Abstract. Given the massive size of many networks, conventional algorithms which scale as polynomials in the network size are woefully inadequate. In the first part of this talk, we consider how to use locality to deliver much more efficient algorithms (quasi-linear or even sub-linear in the network size) for quantities and questions like pagerank, coverage, diffusion, and determining the most influential nodes. In the second part of this talk, we consider another aspect of locality, namely the question of local data access. Many large networks are encoded locally, e.g., with adjacency lists. How does the nature of the data access impact the efficiency of algorithms? Surprisingly, we show that small differences in data access can lead to very large differences in efficiency and approximability of network algorithms.
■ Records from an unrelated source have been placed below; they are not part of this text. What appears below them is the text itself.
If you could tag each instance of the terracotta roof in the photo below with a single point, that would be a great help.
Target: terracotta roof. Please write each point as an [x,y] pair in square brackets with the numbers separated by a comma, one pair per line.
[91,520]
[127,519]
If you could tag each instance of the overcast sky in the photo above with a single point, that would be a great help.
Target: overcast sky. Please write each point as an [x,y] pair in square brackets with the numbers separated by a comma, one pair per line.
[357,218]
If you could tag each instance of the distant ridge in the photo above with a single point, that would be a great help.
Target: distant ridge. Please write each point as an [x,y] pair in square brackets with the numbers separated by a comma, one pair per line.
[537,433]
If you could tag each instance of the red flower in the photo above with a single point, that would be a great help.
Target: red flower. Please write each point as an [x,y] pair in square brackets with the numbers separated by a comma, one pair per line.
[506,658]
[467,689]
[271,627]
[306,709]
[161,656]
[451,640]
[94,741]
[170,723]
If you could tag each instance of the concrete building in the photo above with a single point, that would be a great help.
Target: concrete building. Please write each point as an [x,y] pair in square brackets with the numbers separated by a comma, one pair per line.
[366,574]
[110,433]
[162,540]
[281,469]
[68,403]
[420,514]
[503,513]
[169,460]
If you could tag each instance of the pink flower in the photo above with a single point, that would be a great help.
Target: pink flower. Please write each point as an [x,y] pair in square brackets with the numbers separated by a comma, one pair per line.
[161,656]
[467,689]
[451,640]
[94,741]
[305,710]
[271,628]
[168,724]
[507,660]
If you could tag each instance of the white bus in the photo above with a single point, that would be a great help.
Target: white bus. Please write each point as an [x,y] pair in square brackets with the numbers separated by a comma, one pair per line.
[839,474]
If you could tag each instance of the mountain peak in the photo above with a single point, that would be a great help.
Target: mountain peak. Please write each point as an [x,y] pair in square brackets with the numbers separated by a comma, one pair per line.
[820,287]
As an example, we consider a covering problem which arises naturally for recruiters on social networks, and show how small differences between the information on neighbors in LinkedIn and Facebook lead to large differences in their utility to recruiters.

(Shortened) Biography. Jennifer Tour Chayes is Distinguished Scientist, Managing Director and Cofounder of Microsoft Research New England and Microsoft Research New York City. Before joining Microsoft in 1997, Chayes was for many years Professor of Mathematics at UCLA. Chayes is the author of over 125 academic papers and the inventor of over 30 patents. Her research areas include phase transitions in discrete mathematics and computer science, structural and dynamical properties of self-engineered networks, graph theory, graph algorithms, algorithmic game theory, and computational biology.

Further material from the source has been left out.